In the meantime Weld had fully sustained his reputation as a topographer in his ‘Illustrations of the Scenery of Killarney and the surrounding Country’ (London, 1807, 4to, and 1812, 8vo), illustrated by eighteen engravings on copper from drawings by the author. During his peregrinations in the south-west of Ireland he navigated the lakes in a boat which he manufactured out of compressed brown paper, and he also ascended the then little known summit of Gherauntuel, in the Macgillicuddy Reeks.
In May 1815 he sailed upon what was then thought a perilous voyage, embarking in the pioneer 14 horse-power steamboat Thames, sailing from Dunleary to London.
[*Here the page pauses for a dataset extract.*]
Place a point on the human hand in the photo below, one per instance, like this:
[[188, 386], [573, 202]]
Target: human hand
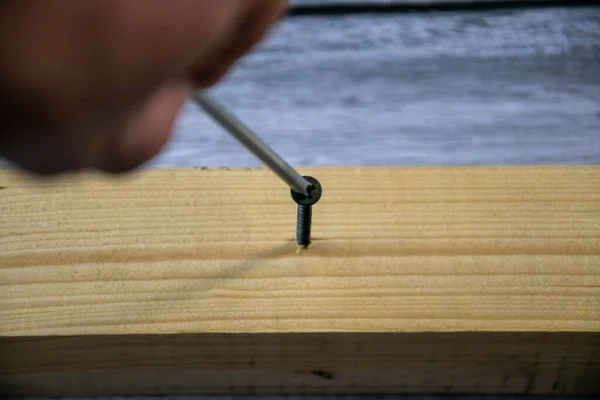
[[99, 84]]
His voyage, during which, though the weather was rough, the small steamer overhauled all the shipping in the Channel, formed the subject of an animated narrative in ‘Fraser's Magazine’ for September 1848. In 1838, at which time he held the post of senior honorary secretary to the Royal Dublin Society, Weld drew up for this body his compendious ‘Statistical Survey of the County of Roscommon’ (Dublin, 8vo). Weld took a keen interest in Irish industries, and first suggested the triennial exhibitions which the Royal Dublin Society inagurated. In 1838 he gave valuable evidence before the select committee appointed to inquire into the administration of the society. In his later years he travelled extensively in Italy and spent much time in Rome, where he became intimate with Canova. He died on 4 Aug. 1856 at Ravenswell, near Bray, where the greater portion of his later life, when he was not upon his travels, had been spent. He married at Edinburgh, in 1802, Alexandrina Home, but left no issue. The members of the Royal Dublin Society raised a monument to his memory in Mount Jerome cemetery in the course of 1857.[Dublin Univ. Mag. No. xlix (Jan. 1857); Proc. Royal Dublin Society, xciii. 3, 5, 22, 25, xciv. 14, 17; Athenæum, 1857, i. 19; Stevenson's Cat. of Voyages and Travels, No. 808; Monthly Rev. 1799 iii. 200, 1808 i. 18; Quarterly Rev. ii. 314; Randall's Life of Jefferson, 1858, iii. 340; Gent. Mag. 1855, i. 610; Tuckerman's America and her Commentators, 1864, p. 208; De Quincey's Opium Eater, 1886, p. 83.]